Since Studying Engineering exploded onto the market in June, 1995, it has become the best selling "Introduction to Engineering" textbook of all time. Adopted by over 300 U.S. institutions, and reaching more than 40,000 students, the book has made major inroads into the "sink or swim" paradigm of engineering education. Armed with the book as a powerful tool for "student development", large numbers of engineering programs have implemented Introduction to Engineering courses having a primary purpose of improving the academic performance and retention rates of their students.
I had to read this entire textbook, cover to cover, for my engineering class. This is the most pointless, most useless book I have ever read in my entire life. It is worse than self-help books. It *is* a self-help book, kind of, for engineering students. The only thing is, the only kind of engineering student it would help is a kid who has been living under a damn rock for his or her whole life. It has the most pointless, most tedious, the most elaborate questions or problems to answer at the end of each chapter that my professor assigned. Dumbest class I'll probably ever take in my time as an undergraduate.
This book was not for me. It's written for people who have little or no experience with college. If this were the only thing I disliked, I would not have given it a low rating. What's terrible about this book is that it is fluff, fluff, and more fluff. Page and page, this author talks about what will be discussed next and how to get ready for his next tip... which, more often than not, turns out to be the same crap you've heard a thousand times - whether on TV, in articles, in college, in high school, or in other places in the book. No big revelations here.

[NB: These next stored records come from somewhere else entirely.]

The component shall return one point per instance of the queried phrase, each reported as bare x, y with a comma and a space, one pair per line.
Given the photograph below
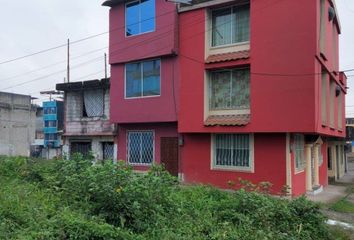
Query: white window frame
139, 22
249, 169
153, 147
142, 82
303, 161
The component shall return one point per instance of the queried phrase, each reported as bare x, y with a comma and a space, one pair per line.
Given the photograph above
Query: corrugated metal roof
228, 120
223, 57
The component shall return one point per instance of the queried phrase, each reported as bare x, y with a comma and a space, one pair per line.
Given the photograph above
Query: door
169, 154
337, 162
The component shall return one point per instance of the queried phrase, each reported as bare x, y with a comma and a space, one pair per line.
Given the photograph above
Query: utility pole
68, 66
105, 65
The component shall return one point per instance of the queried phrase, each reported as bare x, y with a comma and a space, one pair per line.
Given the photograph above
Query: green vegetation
74, 200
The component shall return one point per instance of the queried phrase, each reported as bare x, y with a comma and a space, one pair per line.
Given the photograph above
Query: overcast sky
29, 26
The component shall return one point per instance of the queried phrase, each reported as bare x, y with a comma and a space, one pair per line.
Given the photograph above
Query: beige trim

The only reason this book gets two stars instead of one is that it offers people an idea of what engineering is all about. However, in the Internet Era, this info can easily and instantly be found online for free.
It has some very basic information, few self help tips. But really paid a good amount for a book I really will never use or need. It was a required book for a Engineering Ethics class. So I would not suggest this book unless you have a use for it, it's mostly information that is basic self- help and most people know.
This book was different from the books that I usually read. However, it was better than I thought it would be. It was very informational and it taught me a lot about engineering. Some parts of it were kind of boring, but overall it was pretty alright.